Para alguns, como o economista
ultraconservador Allan Meltzer, ex-conselheiro de Bush, o pacote de
US$ 30 bilhões não passa de um expediente para facilitar a vida de bancos norte-americanos com fortes interesses no Brasil e que teriam feito
um poderoso lobby em favor da rápida ação de socorro ao governo FHC.
Para outros, como o economista
democrata Paul Krugman, crítico de
Bush, o pacote revela uma importante mudança na Casa Branca em direção ao pragmatismo em sua política
financeira internacional.
Essas visões não são excludentes.
Mas é o destino da política econômica brasileira após o pacote do FMI
que se tornou a questão central.
Os recursos prometidos pelo FMI
são como uma arma nuclear. Eles valem mais pelo potencial de dissuasão. Se houver necessidade de usá-los, seu efeito sobre a confiança pode
tornar-se ainda mais duvidoso.
Especialmente se não houver uma
recuperação, ainda que parcial, dos
fluxos privados de crédito a empresas e bancos, o cenário de rápida
exaustão do poder dissuasório da
aliança com o FMI virá com rapidez.
Mas ainda não houve tempo para
testar os novos limites da política
econômica brasileira.
Entre as principais áreas em que alguma margem de manobra foi conquistada estão a disponibilidade de
reservas, o relaxamento da meta inflacionária e a suspensão do regime
que explicitava, de antemão, o volume de vendas diárias de dólares ao
mercado. Adicionalmente, os mecanismos de crédito estatal a exportações passam por um rearranjo estratégico, com foco no BNDES.

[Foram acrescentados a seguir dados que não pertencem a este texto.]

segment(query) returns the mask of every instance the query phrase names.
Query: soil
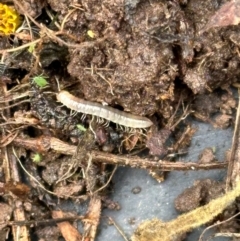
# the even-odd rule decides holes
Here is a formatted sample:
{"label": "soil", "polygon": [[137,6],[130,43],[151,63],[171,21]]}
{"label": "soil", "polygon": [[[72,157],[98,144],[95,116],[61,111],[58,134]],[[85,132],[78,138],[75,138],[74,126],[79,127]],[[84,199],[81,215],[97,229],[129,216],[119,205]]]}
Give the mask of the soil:
{"label": "soil", "polygon": [[[139,155],[140,164],[125,159],[124,165],[146,168],[162,181],[163,172],[174,167],[158,170],[156,163],[171,165],[175,153],[187,151],[195,133],[191,117],[216,128],[233,126],[239,1],[5,2],[25,21],[16,33],[0,35],[3,235],[17,224],[37,240],[94,240],[102,207],[120,209],[108,198],[118,157]],[[223,7],[236,10],[235,18],[221,22]],[[145,116],[153,126],[132,130],[74,113],[57,101],[60,90]],[[97,161],[100,152],[105,161]],[[207,149],[198,164],[207,169],[217,162]],[[188,168],[181,164],[176,170]],[[222,185],[200,181],[176,200],[176,208],[182,212],[206,204],[223,193]],[[66,199],[80,203],[84,215],[56,211]],[[21,218],[10,218],[13,212]],[[231,231],[239,231],[234,227]],[[14,229],[6,240],[11,238],[16,238]]]}

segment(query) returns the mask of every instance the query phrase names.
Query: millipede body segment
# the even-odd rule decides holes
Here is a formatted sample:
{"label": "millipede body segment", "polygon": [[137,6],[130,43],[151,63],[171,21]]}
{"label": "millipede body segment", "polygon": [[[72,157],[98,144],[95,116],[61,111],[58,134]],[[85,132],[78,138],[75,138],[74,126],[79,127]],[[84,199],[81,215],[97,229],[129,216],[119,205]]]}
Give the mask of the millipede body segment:
{"label": "millipede body segment", "polygon": [[65,90],[57,94],[57,100],[71,110],[100,117],[118,125],[130,128],[148,128],[153,125],[152,121],[146,117],[132,115],[110,106],[79,99]]}

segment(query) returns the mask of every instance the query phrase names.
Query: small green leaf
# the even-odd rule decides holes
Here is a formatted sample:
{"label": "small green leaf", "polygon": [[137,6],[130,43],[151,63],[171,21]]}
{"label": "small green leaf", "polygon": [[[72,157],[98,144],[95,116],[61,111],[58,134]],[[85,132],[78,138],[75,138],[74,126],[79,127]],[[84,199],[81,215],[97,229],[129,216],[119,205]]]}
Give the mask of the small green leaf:
{"label": "small green leaf", "polygon": [[87,130],[83,125],[80,125],[80,124],[77,125],[77,128],[78,128],[80,131],[84,131],[84,132]]}
{"label": "small green leaf", "polygon": [[92,30],[88,30],[88,31],[87,31],[87,35],[88,35],[90,38],[95,38],[95,33],[94,33]]}
{"label": "small green leaf", "polygon": [[32,157],[33,162],[39,163],[42,160],[42,156],[39,153],[35,153]]}
{"label": "small green leaf", "polygon": [[33,78],[33,81],[36,83],[36,85],[38,87],[43,88],[43,87],[45,87],[48,84],[48,82],[47,82],[47,80],[45,78],[47,78],[47,77],[39,75],[39,76],[35,76]]}
{"label": "small green leaf", "polygon": [[30,54],[33,53],[33,51],[34,51],[34,49],[35,49],[35,46],[36,46],[36,44],[31,44],[31,45],[29,46],[28,52],[29,52]]}

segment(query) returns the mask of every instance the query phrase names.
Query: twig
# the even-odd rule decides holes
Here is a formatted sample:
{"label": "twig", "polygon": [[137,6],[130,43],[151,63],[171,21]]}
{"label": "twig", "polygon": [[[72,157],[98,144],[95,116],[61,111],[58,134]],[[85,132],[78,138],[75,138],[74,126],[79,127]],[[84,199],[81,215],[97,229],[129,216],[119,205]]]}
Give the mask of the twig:
{"label": "twig", "polygon": [[[26,149],[34,150],[36,152],[48,152],[54,150],[65,155],[74,155],[77,151],[77,146],[69,145],[57,138],[49,136],[41,136],[39,138],[20,138],[13,140],[17,146]],[[213,162],[213,163],[196,163],[196,162],[169,162],[164,160],[152,161],[151,159],[143,159],[140,157],[133,157],[128,155],[117,156],[100,151],[91,151],[90,155],[93,162],[107,163],[120,166],[131,166],[143,169],[158,169],[161,171],[196,171],[196,170],[210,170],[216,168],[226,168],[227,162]]]}
{"label": "twig", "polygon": [[[240,89],[238,89],[238,95],[240,97]],[[240,159],[239,159],[239,150],[240,150],[240,98],[238,102],[238,109],[236,113],[236,122],[232,139],[232,148],[228,164],[228,173],[226,188],[229,190],[231,185],[234,186],[240,178]]]}

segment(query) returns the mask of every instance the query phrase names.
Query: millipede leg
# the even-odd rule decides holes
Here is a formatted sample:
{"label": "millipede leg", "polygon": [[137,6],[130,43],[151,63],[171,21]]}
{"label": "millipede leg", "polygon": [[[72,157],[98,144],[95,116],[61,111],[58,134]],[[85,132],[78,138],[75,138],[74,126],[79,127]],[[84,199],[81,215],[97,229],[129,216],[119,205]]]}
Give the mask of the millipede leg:
{"label": "millipede leg", "polygon": [[87,116],[86,114],[82,114],[82,116],[81,116],[81,120],[84,121],[85,118],[86,118],[86,116]]}
{"label": "millipede leg", "polygon": [[94,116],[92,116],[92,119],[91,119],[91,121],[90,121],[90,123],[89,123],[89,129],[90,129],[91,132],[94,134],[94,138],[97,139],[96,133],[95,133],[95,131],[94,131],[93,128],[92,128],[92,122],[93,122],[93,121],[94,121]]}
{"label": "millipede leg", "polygon": [[110,124],[110,122],[109,122],[109,121],[106,121],[106,122],[103,124],[103,126],[104,126],[104,127],[109,127],[109,124]]}

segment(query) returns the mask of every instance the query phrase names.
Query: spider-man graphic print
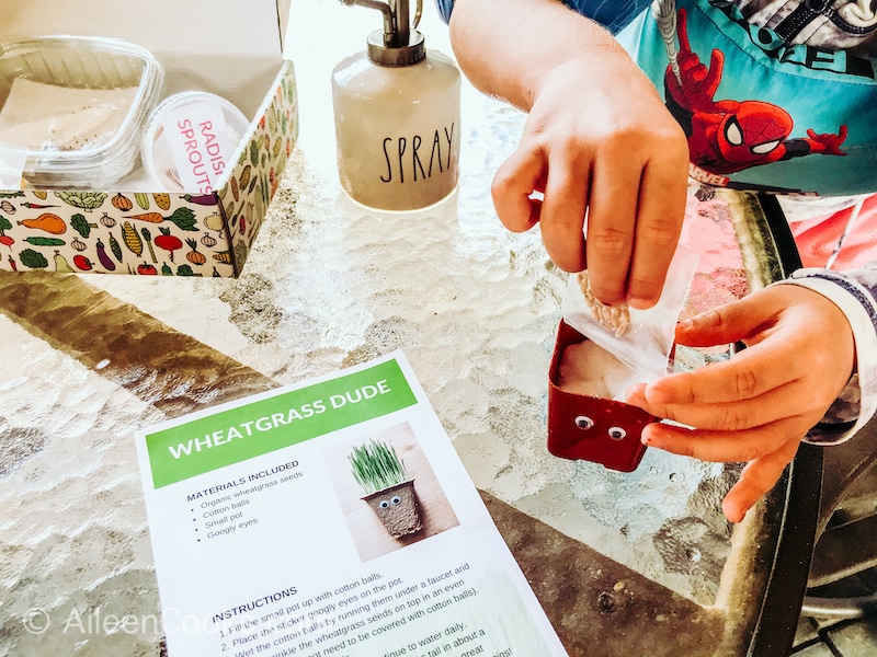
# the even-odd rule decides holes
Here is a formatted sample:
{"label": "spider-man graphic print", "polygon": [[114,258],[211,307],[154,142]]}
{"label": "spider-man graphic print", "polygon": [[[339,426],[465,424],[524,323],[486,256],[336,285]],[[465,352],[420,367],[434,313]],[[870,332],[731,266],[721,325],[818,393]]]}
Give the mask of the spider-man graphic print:
{"label": "spider-man graphic print", "polygon": [[791,137],[794,122],[782,107],[754,100],[716,101],[725,55],[714,49],[709,67],[692,51],[684,9],[677,12],[677,73],[667,67],[667,106],[688,137],[691,161],[715,174],[729,174],[761,164],[811,154],[843,155],[847,129]]}

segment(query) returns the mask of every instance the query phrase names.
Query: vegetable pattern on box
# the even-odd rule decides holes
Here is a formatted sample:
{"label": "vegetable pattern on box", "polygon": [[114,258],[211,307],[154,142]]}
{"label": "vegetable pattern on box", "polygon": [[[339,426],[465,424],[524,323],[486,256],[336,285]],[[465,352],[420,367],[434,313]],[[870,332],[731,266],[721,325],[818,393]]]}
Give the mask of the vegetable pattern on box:
{"label": "vegetable pattern on box", "polygon": [[213,194],[0,191],[0,270],[240,275],[298,139],[297,103],[287,61]]}

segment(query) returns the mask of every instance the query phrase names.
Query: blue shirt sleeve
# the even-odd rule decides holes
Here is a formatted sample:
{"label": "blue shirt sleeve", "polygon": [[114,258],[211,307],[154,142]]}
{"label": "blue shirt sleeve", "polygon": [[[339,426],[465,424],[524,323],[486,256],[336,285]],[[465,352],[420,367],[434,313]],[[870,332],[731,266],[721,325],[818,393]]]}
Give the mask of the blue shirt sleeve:
{"label": "blue shirt sleeve", "polygon": [[[563,3],[593,19],[613,34],[617,34],[634,18],[646,9],[651,0],[563,0]],[[454,9],[454,0],[435,0],[438,13],[447,22]]]}

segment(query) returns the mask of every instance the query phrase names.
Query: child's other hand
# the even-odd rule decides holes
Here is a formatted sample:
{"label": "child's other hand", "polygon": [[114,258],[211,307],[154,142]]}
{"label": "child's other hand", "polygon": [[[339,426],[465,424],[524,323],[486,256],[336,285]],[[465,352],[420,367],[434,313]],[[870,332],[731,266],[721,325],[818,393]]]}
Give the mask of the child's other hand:
{"label": "child's other hand", "polygon": [[646,445],[704,461],[748,462],[725,497],[731,522],[777,482],[798,443],[853,372],[855,345],[829,299],[779,285],[683,322],[676,342],[713,346],[742,341],[731,359],[637,384],[627,401],[690,427],[651,424]]}
{"label": "child's other hand", "polygon": [[[492,195],[506,228],[538,222],[561,269],[586,268],[602,302],[649,308],[685,212],[688,149],[651,82],[618,50],[607,46],[596,65],[592,53],[539,79]],[[529,197],[534,189],[544,200]]]}

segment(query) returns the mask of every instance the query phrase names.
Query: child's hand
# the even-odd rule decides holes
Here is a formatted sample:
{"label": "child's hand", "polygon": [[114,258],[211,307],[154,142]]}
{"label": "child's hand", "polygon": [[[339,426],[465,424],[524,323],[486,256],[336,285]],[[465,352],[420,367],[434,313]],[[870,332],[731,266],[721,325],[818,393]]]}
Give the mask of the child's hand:
{"label": "child's hand", "polygon": [[[554,67],[531,101],[521,142],[493,180],[500,220],[515,232],[538,222],[551,260],[567,272],[586,268],[604,303],[653,306],[685,212],[685,135],[612,47],[599,66]],[[529,198],[534,189],[544,201]]]}
{"label": "child's hand", "polygon": [[730,360],[637,384],[627,401],[690,427],[651,424],[646,445],[704,461],[748,461],[722,509],[739,522],[777,482],[801,438],[824,415],[853,372],[855,344],[843,312],[795,285],[754,292],[683,322],[676,342],[737,341]]}

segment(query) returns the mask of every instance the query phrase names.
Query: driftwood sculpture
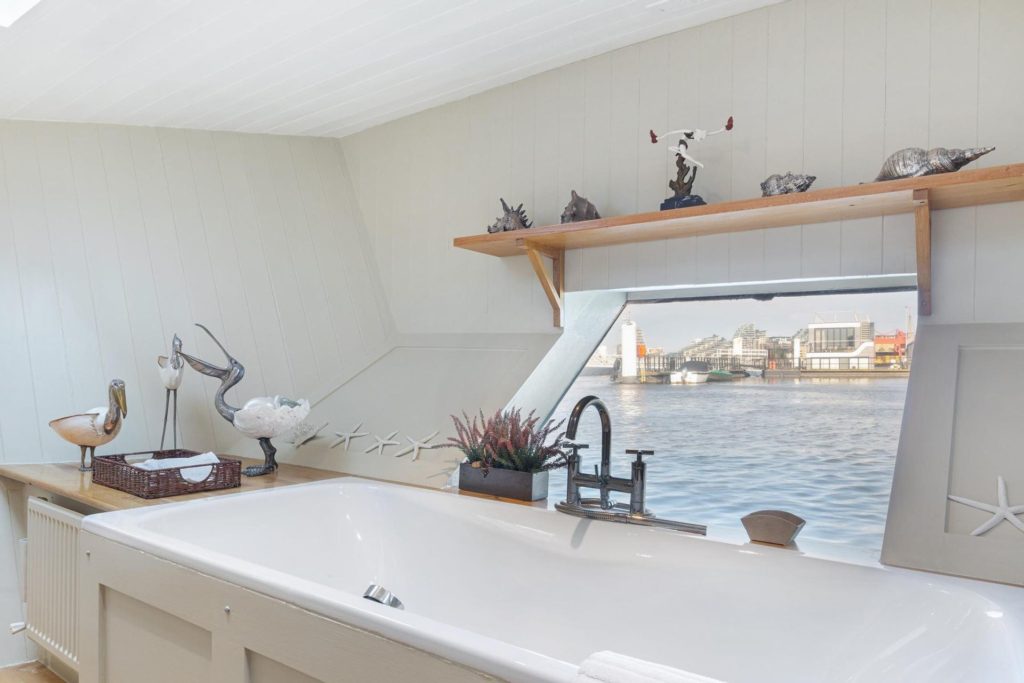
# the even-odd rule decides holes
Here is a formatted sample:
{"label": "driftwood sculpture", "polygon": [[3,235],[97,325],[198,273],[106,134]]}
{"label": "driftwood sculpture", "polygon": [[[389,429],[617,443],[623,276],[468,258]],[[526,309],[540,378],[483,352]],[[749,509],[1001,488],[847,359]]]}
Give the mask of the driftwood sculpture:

É relevante notar, aliás, que, nesse
jogo com regras alteradas, pode interessar ao BC a manutenção do câmbio em níveis mais altos (ainda mais
quando já não está preso a uma meta
inflacionária tão draconiana).
Uma repentina e exagerada valorização do real, nesse momento, seria
um estímulo adicional à compra de
dólares pelos especuladores.
É crucial notar que o objetivo possível da política cambial numa situação de crise não é a defesa de uma taxa fixa ou de uma fronteira supostamente confortável (por exemplo, um
dólar a R$ 3).
O mais importante é reduzir a volatilidade e, secundariamente, colocar
os especuladores numa posição de
incerteza quanto ao momento, à modalidade e à intensidade das intervenções do governo.

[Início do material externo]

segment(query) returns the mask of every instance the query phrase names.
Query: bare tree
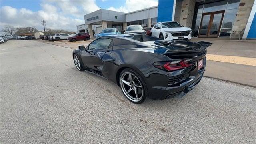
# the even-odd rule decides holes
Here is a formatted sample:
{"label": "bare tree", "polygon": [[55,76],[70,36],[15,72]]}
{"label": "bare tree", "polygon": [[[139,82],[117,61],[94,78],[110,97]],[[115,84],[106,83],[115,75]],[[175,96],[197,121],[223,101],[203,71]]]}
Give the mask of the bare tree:
{"label": "bare tree", "polygon": [[12,35],[15,32],[16,29],[13,26],[5,25],[4,26],[4,28],[2,29],[2,31],[8,34]]}

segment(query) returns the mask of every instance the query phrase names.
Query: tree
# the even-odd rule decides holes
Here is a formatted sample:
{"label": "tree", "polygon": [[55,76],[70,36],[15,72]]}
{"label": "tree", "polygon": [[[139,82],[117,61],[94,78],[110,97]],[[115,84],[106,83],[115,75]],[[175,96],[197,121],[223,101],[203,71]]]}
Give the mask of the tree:
{"label": "tree", "polygon": [[26,33],[35,33],[38,32],[38,30],[33,27],[26,27],[25,28],[19,27],[16,29],[17,31],[15,32],[15,35],[20,35]]}
{"label": "tree", "polygon": [[2,29],[2,31],[8,34],[12,35],[14,33],[15,29],[15,28],[13,26],[5,25],[4,26],[4,28]]}

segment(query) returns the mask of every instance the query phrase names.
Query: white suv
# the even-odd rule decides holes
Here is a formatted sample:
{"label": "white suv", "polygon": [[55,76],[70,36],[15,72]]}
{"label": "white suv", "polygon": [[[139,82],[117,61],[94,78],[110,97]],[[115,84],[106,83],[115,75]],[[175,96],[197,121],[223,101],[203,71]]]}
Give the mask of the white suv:
{"label": "white suv", "polygon": [[176,22],[158,22],[151,29],[153,36],[162,40],[187,40],[191,39],[192,31],[188,28],[183,27]]}
{"label": "white suv", "polygon": [[70,36],[66,34],[50,34],[50,40],[66,40]]}

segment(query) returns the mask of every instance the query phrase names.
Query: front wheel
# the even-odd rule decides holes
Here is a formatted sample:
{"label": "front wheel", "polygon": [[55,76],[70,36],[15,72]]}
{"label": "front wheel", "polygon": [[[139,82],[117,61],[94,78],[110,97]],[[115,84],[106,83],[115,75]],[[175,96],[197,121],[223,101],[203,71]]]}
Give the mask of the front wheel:
{"label": "front wheel", "polygon": [[124,96],[134,103],[142,103],[148,95],[143,78],[133,69],[124,70],[120,74],[119,82]]}
{"label": "front wheel", "polygon": [[161,40],[164,40],[164,36],[163,36],[162,34],[160,34],[159,36],[159,38]]}

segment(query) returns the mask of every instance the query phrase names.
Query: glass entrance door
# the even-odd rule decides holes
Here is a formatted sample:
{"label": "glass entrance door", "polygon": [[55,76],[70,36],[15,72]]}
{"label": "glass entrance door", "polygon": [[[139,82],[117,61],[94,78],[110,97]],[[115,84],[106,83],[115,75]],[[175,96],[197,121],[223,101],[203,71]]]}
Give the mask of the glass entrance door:
{"label": "glass entrance door", "polygon": [[199,37],[217,37],[223,19],[224,10],[203,14]]}

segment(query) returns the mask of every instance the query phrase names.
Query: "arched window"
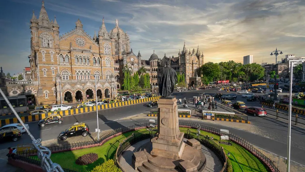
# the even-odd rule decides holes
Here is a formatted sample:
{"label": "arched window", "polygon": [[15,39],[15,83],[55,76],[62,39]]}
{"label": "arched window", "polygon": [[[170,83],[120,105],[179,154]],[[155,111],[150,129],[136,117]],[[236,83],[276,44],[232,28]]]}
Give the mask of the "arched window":
{"label": "arched window", "polygon": [[65,58],[65,62],[66,63],[69,62],[69,56],[68,54],[66,55],[66,57]]}
{"label": "arched window", "polygon": [[95,72],[95,73],[94,73],[94,76],[95,77],[96,79],[99,80],[100,78],[99,73],[97,71]]}
{"label": "arched window", "polygon": [[59,61],[60,62],[63,62],[63,56],[61,54],[59,55]]}
{"label": "arched window", "polygon": [[66,71],[64,71],[61,74],[63,80],[69,80],[69,73]]}

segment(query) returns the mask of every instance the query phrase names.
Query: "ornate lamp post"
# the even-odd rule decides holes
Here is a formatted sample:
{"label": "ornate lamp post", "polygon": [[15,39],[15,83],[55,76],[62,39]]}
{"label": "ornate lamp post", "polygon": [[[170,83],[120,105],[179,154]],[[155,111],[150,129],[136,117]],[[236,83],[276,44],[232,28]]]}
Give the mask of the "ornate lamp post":
{"label": "ornate lamp post", "polygon": [[[280,53],[278,53],[279,52],[281,52]],[[274,80],[275,80],[275,85],[276,85],[276,83],[277,82],[276,81],[276,72],[278,71],[278,68],[277,67],[276,64],[277,62],[277,58],[279,54],[283,54],[283,53],[282,52],[282,51],[279,50],[278,50],[278,48],[277,48],[275,50],[271,52],[271,53],[270,54],[270,55],[272,56],[274,54],[275,55],[275,75],[274,77]],[[276,88],[276,86],[275,86],[275,88],[274,90],[274,100],[275,101],[277,101],[278,100],[278,92],[276,91],[277,89],[278,88]]]}

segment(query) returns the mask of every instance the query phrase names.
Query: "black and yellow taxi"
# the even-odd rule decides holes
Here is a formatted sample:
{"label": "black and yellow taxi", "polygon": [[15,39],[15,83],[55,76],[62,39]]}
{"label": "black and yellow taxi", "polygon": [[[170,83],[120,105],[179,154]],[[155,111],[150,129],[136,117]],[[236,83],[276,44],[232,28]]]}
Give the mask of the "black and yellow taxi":
{"label": "black and yellow taxi", "polygon": [[50,114],[48,116],[38,122],[38,125],[43,127],[46,125],[52,124],[61,124],[63,121],[63,118],[60,114]]}
{"label": "black and yellow taxi", "polygon": [[228,106],[232,106],[233,105],[233,103],[230,100],[224,100],[224,101],[223,103]]}
{"label": "black and yellow taxi", "polygon": [[245,109],[247,107],[246,104],[243,102],[237,101],[233,104],[233,107],[237,109]]}
{"label": "black and yellow taxi", "polygon": [[0,131],[0,141],[12,140],[16,141],[21,137],[20,130],[17,129],[8,129]]}
{"label": "black and yellow taxi", "polygon": [[45,114],[48,112],[42,110],[34,110],[30,112],[30,115],[38,115],[41,114]]}
{"label": "black and yellow taxi", "polygon": [[150,107],[154,106],[158,106],[158,100],[152,100],[146,104],[146,106],[147,107]]}
{"label": "black and yellow taxi", "polygon": [[61,132],[58,136],[59,139],[65,140],[68,137],[82,136],[85,137],[89,133],[89,127],[85,123],[77,122],[69,128]]}
{"label": "black and yellow taxi", "polygon": [[37,106],[35,107],[35,110],[43,110],[46,112],[49,112],[51,110],[51,107],[47,105]]}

Ainda que se interprete o apoio do
FMI como uma bóia de salvação para
o final do governo FHC e mesmo
considerando que, apesar de tudo, a
travessia será dificílima, convém não
subestimar a força do BC diante do
mercado após esse acordo fechado
com o Fundo e, também, com o governo dos Estados Unidos.
As ações dos EUA e do FMI certamente se pautam prioritariamente
pelos interesses norte-americanos,
como sublinhou o conservador Meltzer. Mas isso não significa a imobilização imediata da política econômica brasileira, cujo fôlego ainda limitado pode ao menos render uma transição menos turbulenta até a posse do novo presidente em 2003.